すべての最強ジョブとスキルデータを世界の修復に捧げ、ステータスが「見習い冒険者」へと初期化されたクロノ。しかし、彼らが辿り着いた次なる未開の地で、さっそく獰猛な魔獣の群れが牙を剥いた。


「クロノ、下がってろ! ここは俺たちが――」

ガイルが大剣を構えようとした、その時だった。


クロノの瞳に、かつての青い輝きとは異なる、静かで深い光が宿る。彼の脳裏には、システムとしてのスキルが消え去ってもなお、これまでの膨大な戦いの中で完全に「身体と魂が記憶した」敵の行動パターン、世界の法則が克明に再現されていた。

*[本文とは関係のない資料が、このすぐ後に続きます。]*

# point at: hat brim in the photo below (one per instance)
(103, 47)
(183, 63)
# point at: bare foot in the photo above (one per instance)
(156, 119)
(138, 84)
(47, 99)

「ガイルさん、構えはそのままで。敵は3秒後、右足の踏み込みと同時に跳んできます。大剣をわずか5センチ左に傾けて迎撃してください」


「え……? おうッ!」

ガイルが指示通りに動いた瞬間、魔獣は自ら大剣の刃へと飛び込み、一撃で両断された。


「スキルという『システムのアシスト』が消えたのなら、僕自身の経験と頭脳で、その最適解を完全に【再現】すればいいだけです」


「システムを介さずに、自分の力だけで『看破』を再現しちゃうなんて……あんた、やっぱりただの天才じゃないわね」

ルナが呆れ混じりに、しかし嬉しそうに微笑む。


形としての力は失っても、積み上げてきた絆と知略は誰にも奪えない。クロノの「再現コピーレス・スキル」という新たな武器を胸に、一同は再び世界の果てを目指して歩みを進めるのだった。